Clementine’s mobile software, which was launched last fall with backing from investors including Homebrew Ventures and Redpoint Ventures, offers conference calls along with voice service and text messaging for work without the use of personal phone numbers.
As a result of the acquisition, the Clementine service will shut down. The free portions of its app will remain active for current users until Aug. 31, it said.
Dropbox declined to comment on the news, and terms of the deal were not disclosed.
“Dropbox wants to be a player in the enterprise collaboration space, and I think they believe that they need to do more than synchronize files across devices,” said T.J. Keitt, a senior analyst with Forrester.
Toward that end, the company is looking for logical adjacent areas that will allow it to expand on that core capability.
One such “adjacency” led it to the Dropbox badge, Keitt noted; now, the belief that it needs a real-time communication capability has led it to Clementine.
The acquisition involves both technology and talent, he noted. Very likely, Dropbox will use the Clementine team to figure out how to create a new collaborative experience around the files stored in Dropbox’s cloud, he predicted.

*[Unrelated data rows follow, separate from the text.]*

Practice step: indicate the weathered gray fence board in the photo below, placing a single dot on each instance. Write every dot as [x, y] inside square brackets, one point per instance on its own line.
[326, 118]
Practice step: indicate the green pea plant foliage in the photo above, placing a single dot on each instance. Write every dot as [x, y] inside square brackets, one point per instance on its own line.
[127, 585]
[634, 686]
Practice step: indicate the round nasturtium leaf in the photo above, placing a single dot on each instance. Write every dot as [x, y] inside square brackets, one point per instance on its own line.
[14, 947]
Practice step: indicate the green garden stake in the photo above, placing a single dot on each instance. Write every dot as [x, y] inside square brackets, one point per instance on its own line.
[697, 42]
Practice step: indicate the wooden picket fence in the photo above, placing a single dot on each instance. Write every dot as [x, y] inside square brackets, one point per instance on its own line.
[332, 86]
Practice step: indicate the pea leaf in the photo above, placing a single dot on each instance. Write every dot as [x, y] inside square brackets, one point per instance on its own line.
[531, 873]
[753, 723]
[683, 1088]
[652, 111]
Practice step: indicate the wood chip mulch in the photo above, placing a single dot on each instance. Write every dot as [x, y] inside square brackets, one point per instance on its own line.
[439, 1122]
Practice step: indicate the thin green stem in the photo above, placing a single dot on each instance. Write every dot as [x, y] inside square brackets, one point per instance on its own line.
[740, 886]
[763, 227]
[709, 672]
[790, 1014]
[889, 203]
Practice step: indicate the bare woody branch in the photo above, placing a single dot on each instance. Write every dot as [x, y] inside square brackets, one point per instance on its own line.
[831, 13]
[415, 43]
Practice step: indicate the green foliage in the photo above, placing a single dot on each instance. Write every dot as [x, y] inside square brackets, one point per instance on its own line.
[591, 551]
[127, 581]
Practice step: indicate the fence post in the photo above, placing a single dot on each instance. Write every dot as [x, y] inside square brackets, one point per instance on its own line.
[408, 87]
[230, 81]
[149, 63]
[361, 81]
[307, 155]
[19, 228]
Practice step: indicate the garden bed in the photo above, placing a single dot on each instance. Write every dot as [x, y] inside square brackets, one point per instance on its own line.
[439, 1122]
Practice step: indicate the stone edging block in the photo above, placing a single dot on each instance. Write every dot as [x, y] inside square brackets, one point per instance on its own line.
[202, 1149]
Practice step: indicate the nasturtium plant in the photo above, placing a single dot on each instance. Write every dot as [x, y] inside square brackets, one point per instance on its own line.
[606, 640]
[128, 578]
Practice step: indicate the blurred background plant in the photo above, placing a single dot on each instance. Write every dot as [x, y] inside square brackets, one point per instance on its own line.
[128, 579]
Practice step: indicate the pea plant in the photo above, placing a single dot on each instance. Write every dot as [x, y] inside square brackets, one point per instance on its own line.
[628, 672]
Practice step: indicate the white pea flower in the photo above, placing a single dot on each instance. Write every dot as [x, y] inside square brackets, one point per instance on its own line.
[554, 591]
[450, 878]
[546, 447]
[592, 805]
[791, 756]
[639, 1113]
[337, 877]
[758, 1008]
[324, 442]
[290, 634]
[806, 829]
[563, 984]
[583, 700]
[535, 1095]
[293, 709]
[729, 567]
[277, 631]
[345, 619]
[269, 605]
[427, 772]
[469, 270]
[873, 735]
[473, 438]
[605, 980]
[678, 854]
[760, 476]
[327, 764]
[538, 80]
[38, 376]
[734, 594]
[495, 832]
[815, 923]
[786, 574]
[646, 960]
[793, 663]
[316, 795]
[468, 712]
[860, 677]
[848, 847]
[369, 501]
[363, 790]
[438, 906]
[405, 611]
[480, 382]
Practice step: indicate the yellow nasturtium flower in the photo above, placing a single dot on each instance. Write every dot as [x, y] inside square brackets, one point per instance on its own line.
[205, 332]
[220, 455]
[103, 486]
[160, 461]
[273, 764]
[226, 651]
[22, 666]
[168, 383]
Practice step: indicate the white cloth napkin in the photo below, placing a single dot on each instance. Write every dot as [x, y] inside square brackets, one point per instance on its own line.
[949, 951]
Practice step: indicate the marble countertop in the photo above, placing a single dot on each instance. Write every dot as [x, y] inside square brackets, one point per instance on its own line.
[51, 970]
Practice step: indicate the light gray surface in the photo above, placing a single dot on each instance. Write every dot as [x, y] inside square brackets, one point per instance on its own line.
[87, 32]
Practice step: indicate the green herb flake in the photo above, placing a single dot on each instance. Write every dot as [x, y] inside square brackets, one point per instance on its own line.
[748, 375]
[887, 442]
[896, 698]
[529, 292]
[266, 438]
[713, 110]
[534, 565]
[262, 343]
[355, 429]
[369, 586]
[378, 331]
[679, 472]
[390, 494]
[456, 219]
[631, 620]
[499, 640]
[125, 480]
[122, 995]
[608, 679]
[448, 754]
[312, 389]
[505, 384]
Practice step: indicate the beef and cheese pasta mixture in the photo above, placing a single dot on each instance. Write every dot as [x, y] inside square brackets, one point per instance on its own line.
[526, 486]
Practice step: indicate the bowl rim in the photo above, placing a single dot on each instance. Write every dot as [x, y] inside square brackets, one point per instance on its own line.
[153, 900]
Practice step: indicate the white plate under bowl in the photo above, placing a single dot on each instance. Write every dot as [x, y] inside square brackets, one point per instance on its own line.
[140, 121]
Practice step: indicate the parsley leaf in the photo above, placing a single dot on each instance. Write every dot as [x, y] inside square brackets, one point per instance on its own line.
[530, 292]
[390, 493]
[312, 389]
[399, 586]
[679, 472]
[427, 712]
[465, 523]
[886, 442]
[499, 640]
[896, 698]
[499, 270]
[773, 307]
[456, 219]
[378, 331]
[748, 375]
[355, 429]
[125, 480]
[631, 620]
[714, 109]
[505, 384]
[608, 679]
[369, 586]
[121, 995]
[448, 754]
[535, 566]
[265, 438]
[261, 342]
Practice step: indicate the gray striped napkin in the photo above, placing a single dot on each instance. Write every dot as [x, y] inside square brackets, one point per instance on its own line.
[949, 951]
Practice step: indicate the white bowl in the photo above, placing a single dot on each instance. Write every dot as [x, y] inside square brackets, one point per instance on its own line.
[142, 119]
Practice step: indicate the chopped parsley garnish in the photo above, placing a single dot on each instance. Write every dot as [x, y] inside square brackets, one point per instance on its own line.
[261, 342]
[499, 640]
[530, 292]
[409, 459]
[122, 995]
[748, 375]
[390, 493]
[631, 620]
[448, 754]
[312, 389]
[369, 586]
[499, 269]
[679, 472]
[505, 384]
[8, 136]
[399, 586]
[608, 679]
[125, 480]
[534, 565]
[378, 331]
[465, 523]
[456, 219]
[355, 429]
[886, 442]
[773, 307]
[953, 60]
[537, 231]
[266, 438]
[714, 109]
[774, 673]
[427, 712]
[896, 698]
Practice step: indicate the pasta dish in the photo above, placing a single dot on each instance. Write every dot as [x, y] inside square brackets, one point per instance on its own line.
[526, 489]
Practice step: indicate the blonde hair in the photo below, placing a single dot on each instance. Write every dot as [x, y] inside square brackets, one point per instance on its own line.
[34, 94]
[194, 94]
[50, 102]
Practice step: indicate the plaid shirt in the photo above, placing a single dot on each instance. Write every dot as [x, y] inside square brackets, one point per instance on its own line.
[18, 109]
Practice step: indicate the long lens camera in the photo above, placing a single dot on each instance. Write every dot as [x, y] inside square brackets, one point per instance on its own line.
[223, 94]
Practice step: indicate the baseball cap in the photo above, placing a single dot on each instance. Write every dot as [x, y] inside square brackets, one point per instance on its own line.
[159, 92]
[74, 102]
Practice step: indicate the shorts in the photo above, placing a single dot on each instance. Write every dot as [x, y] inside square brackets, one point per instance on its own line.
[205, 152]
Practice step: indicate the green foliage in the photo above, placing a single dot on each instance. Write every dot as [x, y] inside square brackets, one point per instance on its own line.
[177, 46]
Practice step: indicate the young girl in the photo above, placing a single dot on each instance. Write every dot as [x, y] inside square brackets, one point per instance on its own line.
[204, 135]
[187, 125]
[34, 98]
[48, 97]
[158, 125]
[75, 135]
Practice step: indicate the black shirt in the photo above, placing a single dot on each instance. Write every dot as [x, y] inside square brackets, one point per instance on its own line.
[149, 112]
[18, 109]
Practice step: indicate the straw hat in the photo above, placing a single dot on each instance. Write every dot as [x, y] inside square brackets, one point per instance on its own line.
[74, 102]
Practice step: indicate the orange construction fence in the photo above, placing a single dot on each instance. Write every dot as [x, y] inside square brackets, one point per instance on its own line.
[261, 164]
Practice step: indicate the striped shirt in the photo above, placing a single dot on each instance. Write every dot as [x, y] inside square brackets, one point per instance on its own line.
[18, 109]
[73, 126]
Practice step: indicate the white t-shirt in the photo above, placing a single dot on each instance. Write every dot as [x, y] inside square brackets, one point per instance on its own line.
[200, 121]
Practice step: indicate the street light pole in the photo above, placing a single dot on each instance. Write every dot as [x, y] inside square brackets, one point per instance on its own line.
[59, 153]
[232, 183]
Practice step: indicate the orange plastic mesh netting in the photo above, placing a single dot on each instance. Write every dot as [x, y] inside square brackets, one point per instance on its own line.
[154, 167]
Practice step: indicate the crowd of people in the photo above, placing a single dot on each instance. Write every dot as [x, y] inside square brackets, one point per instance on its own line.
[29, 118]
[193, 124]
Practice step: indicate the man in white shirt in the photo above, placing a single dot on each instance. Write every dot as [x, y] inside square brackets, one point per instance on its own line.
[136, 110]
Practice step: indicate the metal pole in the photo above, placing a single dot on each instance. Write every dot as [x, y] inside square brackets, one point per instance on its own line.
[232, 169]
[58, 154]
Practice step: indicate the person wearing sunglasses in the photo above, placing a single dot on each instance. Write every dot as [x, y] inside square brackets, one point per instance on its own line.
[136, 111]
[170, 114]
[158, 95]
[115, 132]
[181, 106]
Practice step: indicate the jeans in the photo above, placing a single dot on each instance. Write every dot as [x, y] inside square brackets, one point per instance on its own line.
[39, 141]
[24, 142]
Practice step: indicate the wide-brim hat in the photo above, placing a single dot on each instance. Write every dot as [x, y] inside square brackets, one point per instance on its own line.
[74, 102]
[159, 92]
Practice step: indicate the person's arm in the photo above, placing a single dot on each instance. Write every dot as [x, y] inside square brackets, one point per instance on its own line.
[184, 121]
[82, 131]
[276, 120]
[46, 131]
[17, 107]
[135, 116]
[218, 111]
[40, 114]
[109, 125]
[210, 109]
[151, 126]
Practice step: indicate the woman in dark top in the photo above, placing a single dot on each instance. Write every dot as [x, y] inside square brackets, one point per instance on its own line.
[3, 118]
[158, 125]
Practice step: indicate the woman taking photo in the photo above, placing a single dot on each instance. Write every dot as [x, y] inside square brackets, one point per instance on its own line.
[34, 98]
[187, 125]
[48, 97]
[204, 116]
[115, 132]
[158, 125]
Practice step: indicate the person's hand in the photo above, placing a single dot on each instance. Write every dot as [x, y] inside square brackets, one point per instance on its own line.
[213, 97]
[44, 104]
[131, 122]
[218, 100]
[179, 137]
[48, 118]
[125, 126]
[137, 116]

“Given what Clementine was, we can expect that to be a highly integrated experience that may include voice services in addition to text messaging,” Keitt said. “It will be very interesting to see what the combined Dropbox and Clementine teams cook up.”
Dropbox needed to diversify into this arena, agreed Vanessa Thompson, a research director with IDC.
A few competitors already have similar capabilities, including Cisco’s Spark, which also offers integration with Box, Thompson noted.
“We’re seeing a lot more convergence,” she said. “Adding different communication modalities makes a lot of sense.”